Prima di aggiornare in produzione, fai un backup. Poi aggiorna. Poi verifica che il sito funzioni. Se hai attivato lo staging dal tuo hosting (SiteGround lo permette), testa lì per primo. Se non hai staging, almeno verifica che la home page e alcune pagine interne carichino correttamente dopo l’aggiornamento.

Step 3: Plugin di Sicurezza — Quale Scegliere

Non esiste il plugin “perfetto”. Esistono plugin adatti a te. Importante: un plugin di sicurezza da solo non basta — è uno strumento importante ma va affiancato da backup regolari, hosting sicuro e aggiornamenti costanti. Nessun plugin protegge al 100%.
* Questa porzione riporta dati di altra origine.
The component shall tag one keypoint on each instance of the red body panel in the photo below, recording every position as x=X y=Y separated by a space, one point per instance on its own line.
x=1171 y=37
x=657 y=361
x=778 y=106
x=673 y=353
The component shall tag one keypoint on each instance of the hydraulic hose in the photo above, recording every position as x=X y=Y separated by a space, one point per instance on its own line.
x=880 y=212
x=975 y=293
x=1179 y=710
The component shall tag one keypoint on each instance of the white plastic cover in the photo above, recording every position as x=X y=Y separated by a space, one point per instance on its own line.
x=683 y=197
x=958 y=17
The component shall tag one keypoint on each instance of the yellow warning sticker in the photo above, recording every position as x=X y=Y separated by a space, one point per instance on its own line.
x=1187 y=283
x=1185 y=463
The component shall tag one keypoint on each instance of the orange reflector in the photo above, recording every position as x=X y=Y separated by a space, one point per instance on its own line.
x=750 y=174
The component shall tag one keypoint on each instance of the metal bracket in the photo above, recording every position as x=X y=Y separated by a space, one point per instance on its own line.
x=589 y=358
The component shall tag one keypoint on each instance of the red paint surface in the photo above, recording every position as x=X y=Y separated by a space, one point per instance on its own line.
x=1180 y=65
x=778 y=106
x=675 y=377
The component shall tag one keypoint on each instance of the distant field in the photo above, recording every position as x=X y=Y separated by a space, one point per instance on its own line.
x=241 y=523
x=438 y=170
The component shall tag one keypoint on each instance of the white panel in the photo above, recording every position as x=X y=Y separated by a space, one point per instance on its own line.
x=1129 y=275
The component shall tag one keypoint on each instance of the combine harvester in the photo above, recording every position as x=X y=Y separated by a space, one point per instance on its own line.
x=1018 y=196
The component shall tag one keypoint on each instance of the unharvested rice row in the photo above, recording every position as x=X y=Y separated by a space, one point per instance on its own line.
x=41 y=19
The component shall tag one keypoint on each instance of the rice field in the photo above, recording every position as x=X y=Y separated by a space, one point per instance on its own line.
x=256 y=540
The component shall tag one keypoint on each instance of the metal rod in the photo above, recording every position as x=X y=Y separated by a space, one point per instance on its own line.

Wordfence — il più diffuso

Wordfence è gratuito nella versione base e molto potente. Include firewall a livello applicativo, blocco brute force e scansione malware integrata. La versione premium aggiunge scansione real-time e Country blocking. Ideale per chi vuole controllo completo.

Sucuri Security — cloud firewall

Sucuri è un cloud proxy + scansione. Filtra il traffico attraverso i suoi server prima che arrivi al tuo sito, bloccando attacchi DDoS e exploit. È il migliore se vuoi load balancing + sicurezza. La versione gratuita è limitata ma include hardening di base.

MalCare — rilevamento malware

MalCare offre semplicità + scansione profonda. Non ha firewall ma è il migliore per rilevare malware nascosto che altri plugin non trovano. Ideale se vuoi qualcosa di “installa e dimenticati” ma efficace.

iThemes Security — per principianti

iThemes Security è il più facile per principianti. Spiega cosa fa ogni impostazione e ti guida passo passo. Versione gratuita completa per le funzionalità essenziali

SSL HTTPS WordPress

Step 4: SSL e HTTPS – Non è opzionale

Nel 2026 non avere HTTPS è un errore grave. Google penalizza i siti HTTP nella ricerca, i browser mostrano warning “non sicuro” agli utenti, e i dati che transitano (password, form di contatto) vengono inviati in chiaro.

La maggior parte dei hosting moderni offre Let’s Encrypt gratuito — un certificato SSL che si rinnova automaticamente. SiteGround include Let’s Encrypt in tutti i piani WordPress. Se il tuo hosting non lo offre, cambialo

Come attivare HTTPS su WordPress

  • Vai su SiteGround → Sicurezza → SSL
  • Attiva Let’s Encrypt per il tuo dominio
  • In WordPress vai in Impostazioni → Generali e cambia http:// in https://
  • Usa un plugin come Really Simple SSL per forzare HTTPS su tutto il sito

Backup WordPress

Step 5: Backup — Il Tuo Piano B

Se qualcosa va storto, l’unica cosa che ti salva è un backup recente. Non quello che l’hosting fa del server — quello specifico del tuo sito, con database e file, conservato in un luogo separato.

Come configurare backup automatici

Plugin come UpdraftPlus o BackupGuard permettono backup automatici giornalieri o settimanali verso cloud storage (Google Drive, Dropbox, Amazon S3). Imposta backup giornalieri con ritenzione di 7-14 giorni.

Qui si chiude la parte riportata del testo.